A lot of software is complex. Sometimes it's not even the software that's complex; it's the landscape of the problem that the software is solving. There are data elements and workflows and variations and options. Requirements frequently start with, "Normally, we foo the bar in the bat, with baz. On alternate Tuesdays in the summer, though, we pluto the mars in the saturn. Our biggest customer does something a little different with that bit, so we'll need an option to jupiter the mars in the saturn, too." Add in a product manager who answers every question with, "well, let's make that an option", and you end up with a user interface that looks like this:
No one wants to use that.
It's software that has taken all of the complexity of the problem space and barfed it out onto the user. That's not what they wanted. I promise. Even if it's what they asked for, it's not what they wanted.

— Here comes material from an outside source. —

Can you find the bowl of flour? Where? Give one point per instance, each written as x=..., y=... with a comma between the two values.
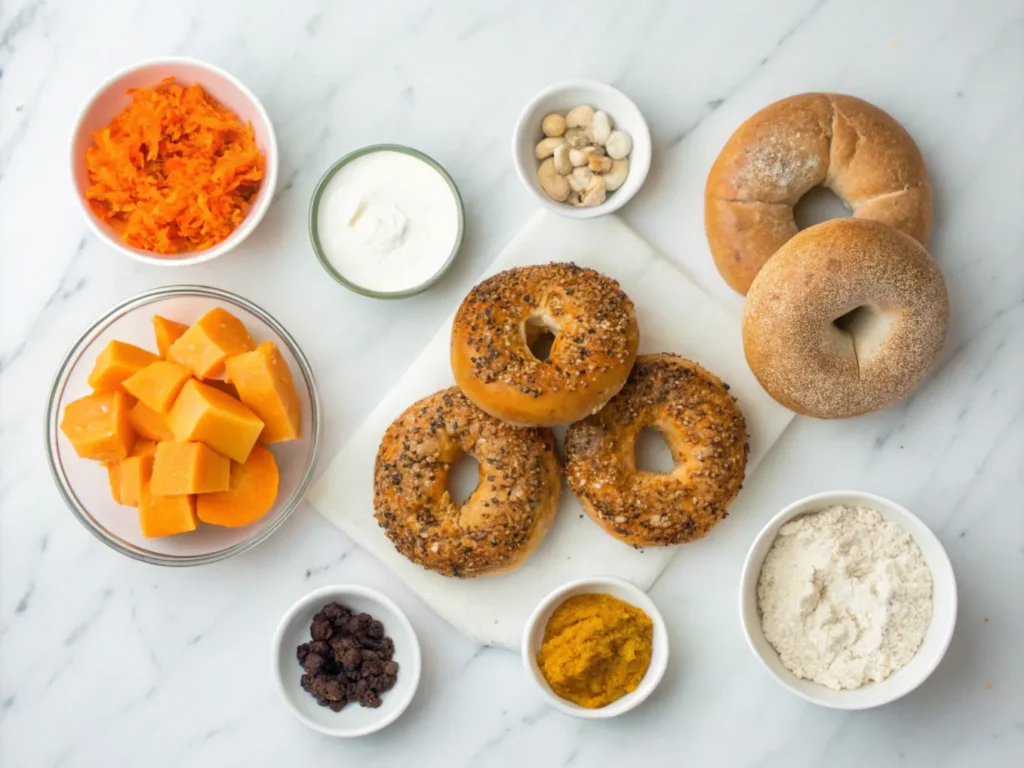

Building software is about making decisions. Good software limits options; it doesn't add them. You start with a massive problem space: "Software can do anything!" and limit from there. First, you decide that you're going to solve an accounting problem. Then you decide what kind of inputs and outputs go into this accounting problem, and how the workflows go. You do this by consulting with people who know the problem space really well. Define what you will do and - just as important - what you won't do. Exposing a decision says, "I don't understand this problem; you decide." Making a decision builds customer confidence; it says, "I know what I'm doing." All the time you're creating power by limiting choices.
It's okay to make decisions in software. Take a stand; your software will be better for it.